Given the stage of cooperative development in Guyana and the role it was expected to play (undermining and gradually miniaturising and possibly eliminating capitalist enterprises), cooperation had to be supported by the state and the PNC sought to develop a plethora of supportive institutions.
There were a national cooperative bank, national cooperative agricultural and mortgage banks, a national cooperative insurance company, a cooperative college, a national consumer wholesale and other secondary co-operative societies, etc. In passing, it was even projected that the nationalized state industries were to be placed under a form of cooperation, mainly found in Europe and called cooperative corporations, which are managed by governing boards consisting of representatives of the government representing the people, consumers and producers.
Forbes Burnham loved to remind his audience that it was when he was in the wilderness of the opposition in 1961 that he and his party decided to adopt cooperatives as the means to build socialism in Guyana. What he never said but everyone knows is that by 1961, the deal to work with myriad forces to remove Cheddi Jagan from government, largely on the grounds of his Soviet Marxism, had already been made. Burnham was a socialist, but even if he wanted to, at that period he could not have attached his party to international communism.
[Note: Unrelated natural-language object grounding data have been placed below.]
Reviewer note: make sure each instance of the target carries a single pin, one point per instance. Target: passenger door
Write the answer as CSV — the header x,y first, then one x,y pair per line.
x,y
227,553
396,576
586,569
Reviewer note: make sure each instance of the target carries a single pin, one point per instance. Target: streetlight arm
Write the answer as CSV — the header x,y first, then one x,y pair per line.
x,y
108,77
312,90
Indeed, a distinct differentiation from soviet communism was required, and not without justification the PNC argued that ‘In many socialist societies, where certain institutions play important roles or some tendency is emphasised, the path to socialism is identified by the institution or tendency’ (Policy Paper. op cit). The Soviet Union had the Soviet, Tanzania had ‘Ujaama,’ and Yugoslavia emphasised ‘workers’ self-management’ as the most suitable instruments for developing socialism.
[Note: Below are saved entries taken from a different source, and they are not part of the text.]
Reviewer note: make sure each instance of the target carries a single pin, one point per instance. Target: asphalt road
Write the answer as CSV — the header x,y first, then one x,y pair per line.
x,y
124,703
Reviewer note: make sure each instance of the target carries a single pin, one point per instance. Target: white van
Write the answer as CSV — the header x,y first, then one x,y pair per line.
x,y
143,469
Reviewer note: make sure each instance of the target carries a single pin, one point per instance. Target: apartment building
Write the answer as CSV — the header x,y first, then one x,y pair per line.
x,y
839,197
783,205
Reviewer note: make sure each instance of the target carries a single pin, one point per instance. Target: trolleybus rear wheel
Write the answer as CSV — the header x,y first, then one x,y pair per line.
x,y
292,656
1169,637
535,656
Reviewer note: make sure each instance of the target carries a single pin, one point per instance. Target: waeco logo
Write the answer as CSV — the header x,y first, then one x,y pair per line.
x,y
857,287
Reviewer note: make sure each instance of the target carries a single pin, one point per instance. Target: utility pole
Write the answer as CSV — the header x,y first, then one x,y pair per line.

Thus, with hindsight the cooperative socialist venture was destined to fail, not because of the negative tendencies inherent in socialism and cooperativism but because any non-capitalist approach to radically transform the socio/economic condition of the working people would have faced enormous internal and external resistance. To confront this would have required working class unity at the very least, but for its own survival the PNC, which came to power as an alternative to the PPP, could not associate too closely with that party and instead, their relationship added another layer of resistance.
Those seeking a more cohesive society must appreciate the holistic nature of their challenge and in that context seek to identify and utilise national and communal psychological or historical symbols, provide adequate supportive mechanisms and establish a national united front that is supportive of their efforts. The latter is crucial: if it is not done, like the PNC’s earlier effort, at the very best, the result will be ‘social cohesion lite’ – lots of exhortations, the handing out of a few bicycles, a few more cultural presentations, etc., all to little avail!.